Das ist ein Modell,wie auch die gesamte Naturwissenschaft aus Modellen besteht.
Wieso sonst könnte Deiner Meinung nach Psychotherapie so viele chronische Krankheiten heilen?
Oder was ist mit der Psychosomatik?
Und wieso sollten für Tumore andere Regeln gelten?(Wobei bei einer lebensbedrohlichen Erkrankung Schulmedizin auch meiner Meinung nach der erste Weg sein sollte.)
Aber wieso glaubst Du zahlen die Kassen z.B. teure Misteltherapien,wenn es wissenschaftlich gesehen Humbug wäre?
Diese „andere“ (ich sage immer: subjektive) Seite ist ja
genauso wichtig wie die objektive, z.B. hilft es einem
Tumporpatienten ja nicht, wenn die Chemo den Tumor
zurückdrängt, wenn er dabei subjektiv/psyisch nicht mit der
Krankheit umgehen kann und dadurch einen erheblichen Verlust
an Lebensqualität erleidet (obwohl er ja wegen dem Tumor an
sich keine Beschwerden hat). So sehe ich den Naturheilkundler
eigentlich als Zuwendungsperson und Psychotherapeuten.
es wurde eine Frage zu einer bestimmten Therapie gestellt.
Darauf habe ich eine sachliche Antwort gegeben.
Zur Sachlichkeit gehört es, Unfug, faulen Zauber, und
Beutelschneiderei tatsächlich beim Namen zu nennen.

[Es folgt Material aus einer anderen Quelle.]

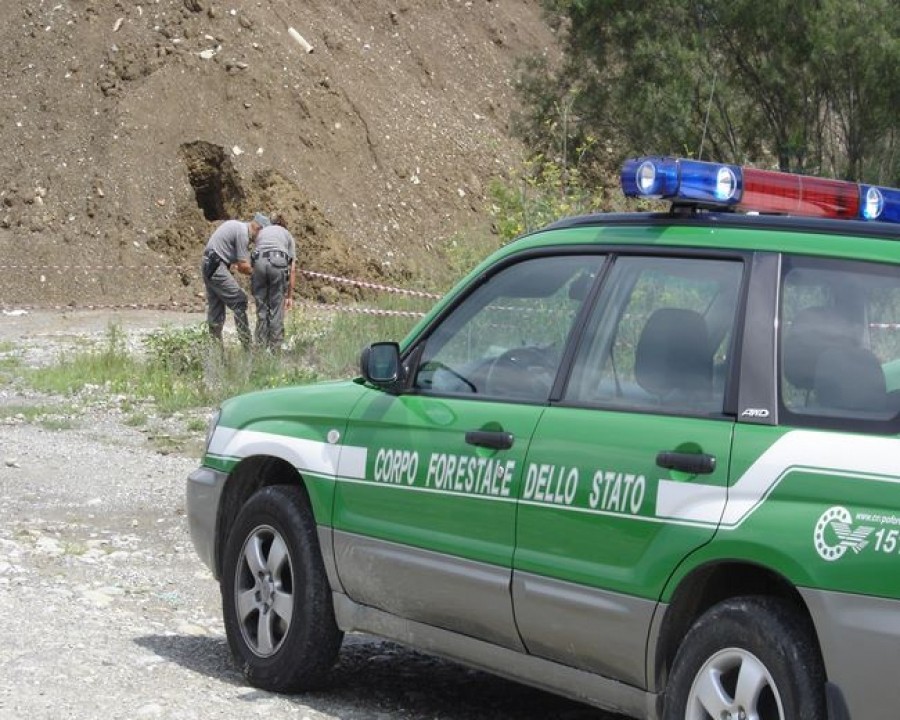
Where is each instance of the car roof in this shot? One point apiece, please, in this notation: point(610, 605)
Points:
point(686, 217)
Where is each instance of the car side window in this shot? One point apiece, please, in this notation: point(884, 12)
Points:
point(505, 340)
point(660, 336)
point(840, 342)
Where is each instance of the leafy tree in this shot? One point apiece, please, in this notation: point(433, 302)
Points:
point(802, 85)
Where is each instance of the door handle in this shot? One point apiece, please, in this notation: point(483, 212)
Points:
point(693, 463)
point(497, 439)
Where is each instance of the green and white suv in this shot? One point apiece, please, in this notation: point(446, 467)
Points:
point(650, 461)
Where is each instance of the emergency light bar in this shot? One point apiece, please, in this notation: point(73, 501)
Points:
point(733, 187)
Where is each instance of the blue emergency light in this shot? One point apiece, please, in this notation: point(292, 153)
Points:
point(733, 187)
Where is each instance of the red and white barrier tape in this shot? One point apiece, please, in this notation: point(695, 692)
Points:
point(370, 285)
point(354, 309)
point(168, 268)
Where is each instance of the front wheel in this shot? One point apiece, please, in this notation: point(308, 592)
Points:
point(276, 600)
point(749, 657)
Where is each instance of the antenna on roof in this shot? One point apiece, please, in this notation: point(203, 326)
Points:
point(712, 91)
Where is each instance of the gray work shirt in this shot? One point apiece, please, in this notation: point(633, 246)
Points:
point(275, 237)
point(231, 241)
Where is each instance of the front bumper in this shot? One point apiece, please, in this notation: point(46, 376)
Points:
point(204, 489)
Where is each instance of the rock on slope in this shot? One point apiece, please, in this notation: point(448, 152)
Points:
point(128, 127)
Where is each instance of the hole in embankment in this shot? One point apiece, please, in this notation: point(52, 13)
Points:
point(217, 186)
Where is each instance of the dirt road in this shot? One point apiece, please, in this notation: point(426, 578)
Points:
point(107, 611)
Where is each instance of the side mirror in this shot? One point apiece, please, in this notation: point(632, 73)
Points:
point(380, 363)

Wie Du sicher weißt, oder zumindest wissen solltest, gehört zur Sachlichkeit in erster Linie SACHLICH zu bleiben. Kritik hin oder her, Deine Ausdrucksweise war wohl alles anderes als sachlich, dies zum Ersten.
Zum Zweiten ist dieses Forum a) für Diskussionen und b) für Hilfsanfragen. Dieses Stammposting war eindeutig die Kategorie b), daher spare Dir im Sinne von Hilfsbereitschaft und Sachlichkeit Deine Angriffe auf Mushu oder mich - danke!
Dafür Kritik zu verteilen ist ein starkes Stück.
Ich habe Deine Nicht-Sachlichkeit kritisiert. Aber diese Reaktion von Dir zeigt wohl, dass Dir an Sachlichkeit und Hilfsbereitschaft nicht viel gelegen ist.
Vielleicht geht es ja bei einem anderen Thema mal besser.